Readable from the helm.
Visible to a camera for training videos.
Resistant to spray and vibration.
Smooth-edged and safe.
Clear of ropes, rudder, tiller and crew movement.
Easy to fit before sailing and remove afterwards.
Strong enough for repeated use.
Simple enough that it can be improved, repaired or reprinted if needed.
That is quite a demanding list for what first appeared to be a small bracket.
But that is the point. Good design often hides its complexity. The best solutions look obvious only after someone has done the thinking.
Personal Reflection: From Laboratory Bench to River Thames
One of the things I enjoy about running Philip M Russell Ltd is that the work does not sit neatly in separate boxes.
Teaching science leads to building better equipment. Building equipment leads to workshop skills. Workshop skills lead to better video production. Video production leads to sailing films. Sailing films lead to questions about where to put the camera, microphone, GPS or sensor.
Before long, a sailing dinghy on the River Thames becomes part classroom, part laboratory and part film set.
That may sound slightly excessive, but it is also tremendous fun.

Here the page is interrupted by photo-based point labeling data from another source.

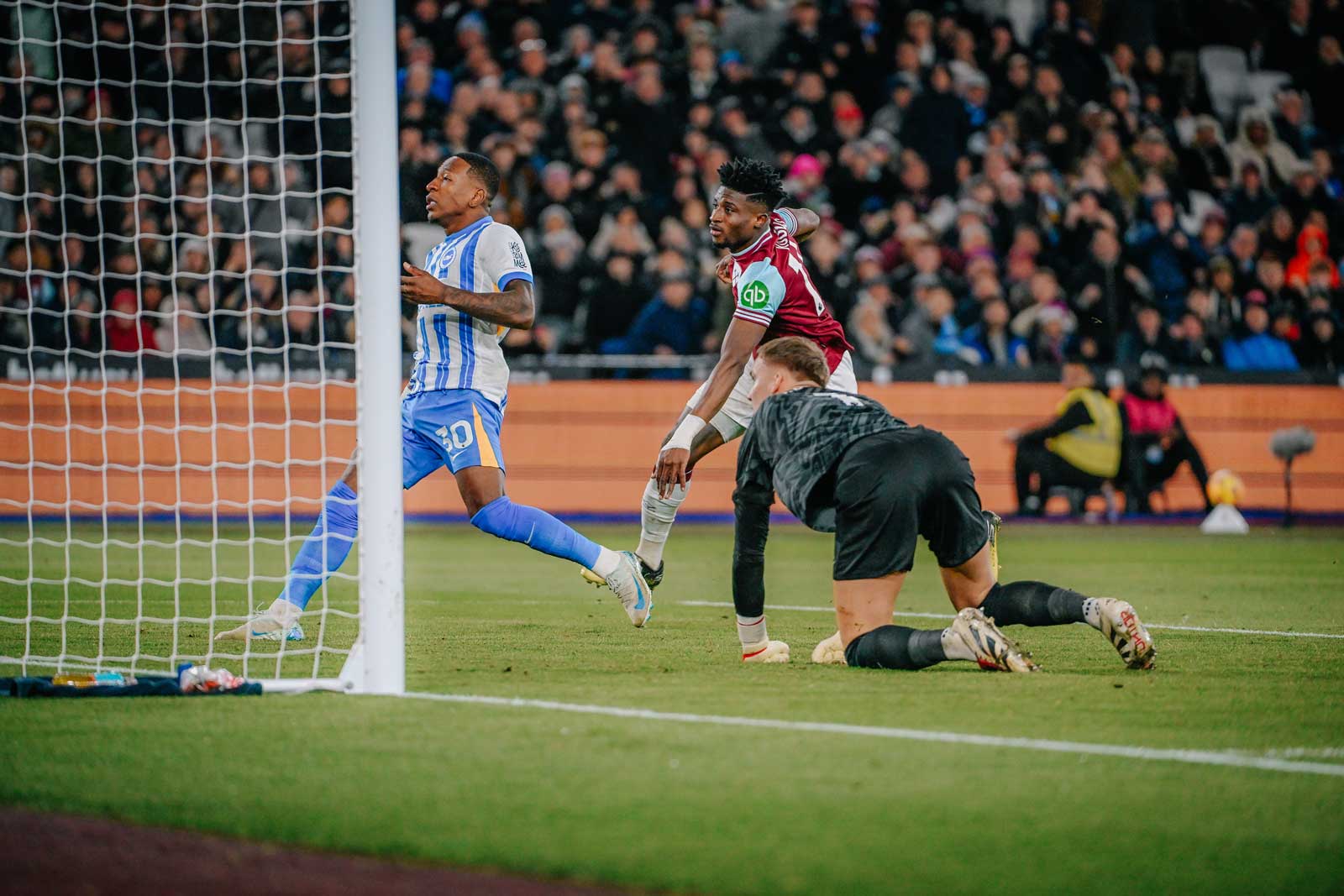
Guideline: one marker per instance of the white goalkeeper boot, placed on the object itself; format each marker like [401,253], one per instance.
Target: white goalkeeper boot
[830,652]
[768,652]
[992,647]
[279,622]
[1126,633]
[629,586]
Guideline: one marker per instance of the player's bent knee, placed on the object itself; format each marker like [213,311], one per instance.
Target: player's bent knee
[884,647]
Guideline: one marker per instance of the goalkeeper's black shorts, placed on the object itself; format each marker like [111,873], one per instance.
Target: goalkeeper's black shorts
[894,486]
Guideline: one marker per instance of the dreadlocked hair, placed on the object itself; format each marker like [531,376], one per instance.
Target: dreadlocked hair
[757,181]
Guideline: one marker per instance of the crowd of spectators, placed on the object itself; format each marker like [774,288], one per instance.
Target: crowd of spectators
[183,190]
[995,192]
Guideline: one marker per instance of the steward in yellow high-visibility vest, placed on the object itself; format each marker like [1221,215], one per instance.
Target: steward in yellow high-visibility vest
[1079,448]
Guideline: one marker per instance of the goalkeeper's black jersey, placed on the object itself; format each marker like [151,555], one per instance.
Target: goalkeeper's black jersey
[793,443]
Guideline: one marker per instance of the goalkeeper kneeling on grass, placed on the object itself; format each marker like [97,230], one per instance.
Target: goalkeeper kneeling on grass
[842,464]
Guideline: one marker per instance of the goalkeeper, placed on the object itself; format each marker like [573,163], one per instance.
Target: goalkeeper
[476,288]
[842,464]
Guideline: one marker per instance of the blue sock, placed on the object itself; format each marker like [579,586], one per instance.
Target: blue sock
[327,546]
[535,528]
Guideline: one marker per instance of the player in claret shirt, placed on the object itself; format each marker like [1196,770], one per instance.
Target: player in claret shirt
[773,297]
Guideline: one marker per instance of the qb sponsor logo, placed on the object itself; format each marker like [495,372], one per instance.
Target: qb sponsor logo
[519,259]
[754,296]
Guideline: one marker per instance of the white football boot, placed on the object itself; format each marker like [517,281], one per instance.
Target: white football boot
[992,647]
[768,652]
[629,586]
[830,652]
[1126,633]
[279,622]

The RS Toura is not just a boat. It is a platform for learning. Every sail produces questions. Every question can become a small investigation. Every small investigation can become a design project.
And sometimes that design project is simply finding a better place to put the GPS.
Conclusion: Innovation Often Begins With an Annoyance
The GPS mount project is a reminder that R&D does not always begin with a grand plan. Sometimes it begins with a mild irritation.
The GPS is useful, but it has nowhere sensible to go.
That is enough.
From that small problem comes measuring, sketching, prototyping, testing and improving. The result may be a modest bracket on the back of a dinghy, but the process behind it is real engineering.
It is practical, creative, testable and useful.
And with a bit of luck, the finished mount will allow us to read the GPS, film the data, improve our sailing, and avoid donating yet another piece of technology to the River Thames.
Which, in my opinion, counts as a successful research and development project.